Como disse há pouco, atento leitor, a familiaridade das personagens de Dürrenmatt é tamanha que temos a impressão de que já as conhecemos. Como prova, mire a malta que habita a Ilha da Fantasia, justapondo-a àqueles que expulsaram a milionária Zachanassian; interprete você mesmo no papel do povo, porque esse é o quinhão que lhe foi reservado (aqui, um breve arremedo de Leibniz, seja lá o que for, a essa altura); pense na fortuna da velha senhora como pensa a canalha política sempre afeita a idealizar projetos e reformas constitucionais e pronto: você terá um roteiro completo, todo seu, porém, real e sofrível, afinal uma PEC é uma PEC, e com aposentadoria não se brinca - tortura-se!

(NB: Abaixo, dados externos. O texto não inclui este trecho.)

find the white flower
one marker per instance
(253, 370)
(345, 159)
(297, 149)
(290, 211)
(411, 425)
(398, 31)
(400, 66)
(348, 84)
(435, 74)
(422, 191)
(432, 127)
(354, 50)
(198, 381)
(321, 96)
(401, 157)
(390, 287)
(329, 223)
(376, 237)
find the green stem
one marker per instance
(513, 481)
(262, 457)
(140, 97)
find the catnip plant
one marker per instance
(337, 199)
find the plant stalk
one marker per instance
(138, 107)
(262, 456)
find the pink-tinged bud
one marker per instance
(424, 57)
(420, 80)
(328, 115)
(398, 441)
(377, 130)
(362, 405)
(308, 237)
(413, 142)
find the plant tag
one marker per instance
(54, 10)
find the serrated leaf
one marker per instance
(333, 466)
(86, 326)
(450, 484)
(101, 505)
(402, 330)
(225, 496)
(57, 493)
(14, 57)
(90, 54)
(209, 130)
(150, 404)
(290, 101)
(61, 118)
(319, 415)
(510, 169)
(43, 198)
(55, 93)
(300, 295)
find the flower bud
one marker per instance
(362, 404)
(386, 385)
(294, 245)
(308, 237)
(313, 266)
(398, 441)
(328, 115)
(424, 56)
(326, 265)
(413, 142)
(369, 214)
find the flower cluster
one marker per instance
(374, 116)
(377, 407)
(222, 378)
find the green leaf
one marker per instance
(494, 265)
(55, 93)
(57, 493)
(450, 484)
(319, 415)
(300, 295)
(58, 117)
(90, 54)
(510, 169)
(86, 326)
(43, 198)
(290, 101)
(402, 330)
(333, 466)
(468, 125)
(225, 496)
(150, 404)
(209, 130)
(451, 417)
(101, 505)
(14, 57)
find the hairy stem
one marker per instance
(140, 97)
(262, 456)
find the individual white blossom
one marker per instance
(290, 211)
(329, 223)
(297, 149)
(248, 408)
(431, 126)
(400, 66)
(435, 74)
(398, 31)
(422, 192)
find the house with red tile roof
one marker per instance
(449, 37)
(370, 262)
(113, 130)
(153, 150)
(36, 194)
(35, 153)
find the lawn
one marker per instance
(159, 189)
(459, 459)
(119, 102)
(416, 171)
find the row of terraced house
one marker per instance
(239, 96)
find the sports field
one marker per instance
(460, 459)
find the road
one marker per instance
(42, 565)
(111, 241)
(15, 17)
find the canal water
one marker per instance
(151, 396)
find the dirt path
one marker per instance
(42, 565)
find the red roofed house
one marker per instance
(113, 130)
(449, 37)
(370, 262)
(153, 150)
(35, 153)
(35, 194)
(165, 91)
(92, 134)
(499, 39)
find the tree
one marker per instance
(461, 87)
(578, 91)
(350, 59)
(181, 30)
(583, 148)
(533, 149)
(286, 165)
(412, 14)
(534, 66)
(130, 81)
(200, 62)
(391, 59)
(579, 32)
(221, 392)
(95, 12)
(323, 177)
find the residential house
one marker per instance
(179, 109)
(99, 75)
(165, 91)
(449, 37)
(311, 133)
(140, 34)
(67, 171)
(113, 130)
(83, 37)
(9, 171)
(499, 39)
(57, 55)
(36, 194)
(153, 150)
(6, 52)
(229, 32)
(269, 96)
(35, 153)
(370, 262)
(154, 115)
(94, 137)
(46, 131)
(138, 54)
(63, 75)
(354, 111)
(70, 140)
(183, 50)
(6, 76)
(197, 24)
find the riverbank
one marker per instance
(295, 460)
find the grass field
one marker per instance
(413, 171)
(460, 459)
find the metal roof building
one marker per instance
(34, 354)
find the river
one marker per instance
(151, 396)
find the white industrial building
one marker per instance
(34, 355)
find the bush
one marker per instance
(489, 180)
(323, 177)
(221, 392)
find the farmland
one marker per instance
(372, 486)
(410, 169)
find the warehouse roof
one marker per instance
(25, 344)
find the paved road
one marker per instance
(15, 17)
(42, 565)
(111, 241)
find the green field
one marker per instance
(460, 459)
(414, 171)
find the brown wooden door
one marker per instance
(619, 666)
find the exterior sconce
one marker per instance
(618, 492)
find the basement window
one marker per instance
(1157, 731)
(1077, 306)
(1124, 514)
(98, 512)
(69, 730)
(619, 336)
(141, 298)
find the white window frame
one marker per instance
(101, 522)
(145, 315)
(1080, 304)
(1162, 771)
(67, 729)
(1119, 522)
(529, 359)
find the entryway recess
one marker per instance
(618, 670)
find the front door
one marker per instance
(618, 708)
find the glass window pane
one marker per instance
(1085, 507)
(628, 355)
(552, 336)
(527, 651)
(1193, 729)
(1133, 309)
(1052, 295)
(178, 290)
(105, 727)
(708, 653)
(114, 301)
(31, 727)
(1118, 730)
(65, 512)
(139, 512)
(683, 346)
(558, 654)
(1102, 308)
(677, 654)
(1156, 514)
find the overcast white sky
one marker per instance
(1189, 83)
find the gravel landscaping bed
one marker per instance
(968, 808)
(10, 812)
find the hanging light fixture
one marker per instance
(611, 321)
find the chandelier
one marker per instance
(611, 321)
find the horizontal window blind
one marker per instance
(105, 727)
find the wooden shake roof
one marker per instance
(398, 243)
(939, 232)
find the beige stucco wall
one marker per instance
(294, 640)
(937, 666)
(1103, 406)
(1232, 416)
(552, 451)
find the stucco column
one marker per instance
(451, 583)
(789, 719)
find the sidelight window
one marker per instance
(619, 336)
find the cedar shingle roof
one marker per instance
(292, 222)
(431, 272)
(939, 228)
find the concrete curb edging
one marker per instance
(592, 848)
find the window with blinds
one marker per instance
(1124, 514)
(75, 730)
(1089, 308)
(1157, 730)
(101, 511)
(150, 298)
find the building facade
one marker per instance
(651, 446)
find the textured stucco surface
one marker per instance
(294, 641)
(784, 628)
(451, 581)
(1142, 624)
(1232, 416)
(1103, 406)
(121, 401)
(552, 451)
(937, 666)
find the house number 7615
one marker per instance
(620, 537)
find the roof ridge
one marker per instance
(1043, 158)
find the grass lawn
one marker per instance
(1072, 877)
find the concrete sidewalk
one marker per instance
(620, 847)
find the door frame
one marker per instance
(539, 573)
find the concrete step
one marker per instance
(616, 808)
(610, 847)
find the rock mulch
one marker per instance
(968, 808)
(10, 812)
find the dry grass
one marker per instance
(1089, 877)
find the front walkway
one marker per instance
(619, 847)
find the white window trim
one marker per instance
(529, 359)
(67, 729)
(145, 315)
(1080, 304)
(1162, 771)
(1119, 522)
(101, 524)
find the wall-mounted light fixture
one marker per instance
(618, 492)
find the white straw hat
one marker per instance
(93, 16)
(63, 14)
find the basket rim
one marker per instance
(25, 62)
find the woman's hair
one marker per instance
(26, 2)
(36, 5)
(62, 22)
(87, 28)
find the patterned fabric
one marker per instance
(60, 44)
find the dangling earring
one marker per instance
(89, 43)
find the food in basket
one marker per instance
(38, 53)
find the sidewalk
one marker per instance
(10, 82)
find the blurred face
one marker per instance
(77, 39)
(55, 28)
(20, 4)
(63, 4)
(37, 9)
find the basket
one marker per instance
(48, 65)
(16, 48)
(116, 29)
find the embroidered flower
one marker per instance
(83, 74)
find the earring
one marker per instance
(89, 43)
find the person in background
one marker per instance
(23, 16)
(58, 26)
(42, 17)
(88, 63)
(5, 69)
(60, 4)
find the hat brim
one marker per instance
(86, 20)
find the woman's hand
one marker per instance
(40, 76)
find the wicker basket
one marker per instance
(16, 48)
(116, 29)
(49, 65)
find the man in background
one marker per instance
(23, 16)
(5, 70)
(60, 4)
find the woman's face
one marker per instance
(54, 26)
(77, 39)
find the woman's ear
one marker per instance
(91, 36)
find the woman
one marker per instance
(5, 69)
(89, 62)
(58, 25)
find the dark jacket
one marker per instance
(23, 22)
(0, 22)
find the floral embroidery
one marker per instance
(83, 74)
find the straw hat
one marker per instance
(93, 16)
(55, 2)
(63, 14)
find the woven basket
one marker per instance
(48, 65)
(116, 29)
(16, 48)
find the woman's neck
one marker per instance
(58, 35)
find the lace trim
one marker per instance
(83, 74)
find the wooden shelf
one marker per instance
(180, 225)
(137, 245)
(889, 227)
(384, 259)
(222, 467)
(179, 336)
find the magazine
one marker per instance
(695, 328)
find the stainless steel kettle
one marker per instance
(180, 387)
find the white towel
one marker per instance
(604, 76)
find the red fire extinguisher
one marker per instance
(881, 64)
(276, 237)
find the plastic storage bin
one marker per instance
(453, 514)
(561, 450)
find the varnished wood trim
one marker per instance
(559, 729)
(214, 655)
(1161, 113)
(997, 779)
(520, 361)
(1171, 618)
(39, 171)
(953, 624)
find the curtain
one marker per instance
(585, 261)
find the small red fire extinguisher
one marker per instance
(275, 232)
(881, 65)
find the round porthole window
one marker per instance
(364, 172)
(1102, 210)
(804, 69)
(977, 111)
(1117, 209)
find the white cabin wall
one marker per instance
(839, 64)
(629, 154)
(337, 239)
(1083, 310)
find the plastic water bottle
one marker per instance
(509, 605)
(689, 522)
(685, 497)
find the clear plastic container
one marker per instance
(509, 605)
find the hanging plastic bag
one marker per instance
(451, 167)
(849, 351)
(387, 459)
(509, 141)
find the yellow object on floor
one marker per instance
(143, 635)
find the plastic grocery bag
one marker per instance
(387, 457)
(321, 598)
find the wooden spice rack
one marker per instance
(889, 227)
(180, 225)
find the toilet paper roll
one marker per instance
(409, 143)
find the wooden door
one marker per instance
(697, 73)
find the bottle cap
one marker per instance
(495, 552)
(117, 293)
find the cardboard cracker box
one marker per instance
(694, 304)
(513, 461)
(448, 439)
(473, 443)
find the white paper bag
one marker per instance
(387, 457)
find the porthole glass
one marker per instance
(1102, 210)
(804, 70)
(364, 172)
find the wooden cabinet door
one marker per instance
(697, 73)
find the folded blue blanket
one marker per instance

A ficção, nesses casos, é mais atraente: o que toda a cidade ignorava é que a velha senhora voltava com a intenção de se vingar daqueles que a haviam expulsado. No jantar oferecido após sua chegada, disse estar disposta a doar a quantia de 1 bilhão, metade para a cidade e metade entre seus habitantes, contanto que matassem o responsável pela injustiça que sofrera no passado.
Indignação e espanto pouco duraram. O que antes foi visto com pasmo e repulsa, aos poucos tornou-se compreensível e bastante aceitável. A expectativa de reativação dos negócios com a expansão do consumo e a circulação do dinheiro fez com que vislumbrassem uma vida melhor. No final, a velha senhora consuma sua vingança e deixa a cidade. Justapondo ficção e realidade, ouso dizer que dependemos do desaparecimento daquele torpe senhor que deu as costas a um certo oficial de justiça. Mas a realidade é dura e penosa; exterminá-lo não é o bastante, uma vez que seus comparsas se assemelham às saúvas de Lima Barreto. Exterminá-los todos? Ah, leitor, isso é utopia e catarse, e, ao fazê-lo nos tornaríamos iguais a eles. Eis aí um naco da densidade psicológica deixada de lado por Dürrenmatt.
As sinapses continuam e ao refletir a vingança de Zachanassian, penso que a autora do artigo acadêmico que acabo de revisar a veria com bons olhos, circunscrevendo seu conflito a uma questão de gênero em que teríamos de um lado a mulher antes fragilizada, e de outro, o homem vil e opressor (não que ela não tenha razão e eu não torça por ela). Mas é que quase sempre, nessa toada, a Escola do Ressentimento faz com que Beatriz, Laura, Dulcineia, Proserpina e até mesmo Capitu percam toda a dimensão estética. Mas isso é história para uma outra prosa. Por enquanto, ausento-me desse problema de memória cruzada que me leva a Dante.
Na arrumação que faz do Inferno, Dante nos coloca no nível oito abaixo do oitavo círculo, ali não muito distante de Satanás. Talvez por isso não devamos nos surpreender com as trapaças nossas de todos os dias. O mais sábio talvez seja empreendermos uma viagem, tornarmos peregrinos na vida, exilarmo-nos de Florença, partirmos em direção a Ítaca ou Pasárgada.
Talvez assim, como Dante, possamos um dia voltar de nossa viagem ao Inferno. Viagem, às vezes, sequer planejada porque, afinal, o poema não é verdade nem ficção, mas conhecimento. Por fim, antes de decidirmos se o lodo que vem da capital é verdade ou ficção, o mais importante talvez seja descobrimos que o conhecimento é de fato nosso, ainda que a um alto preço, o da desesperança.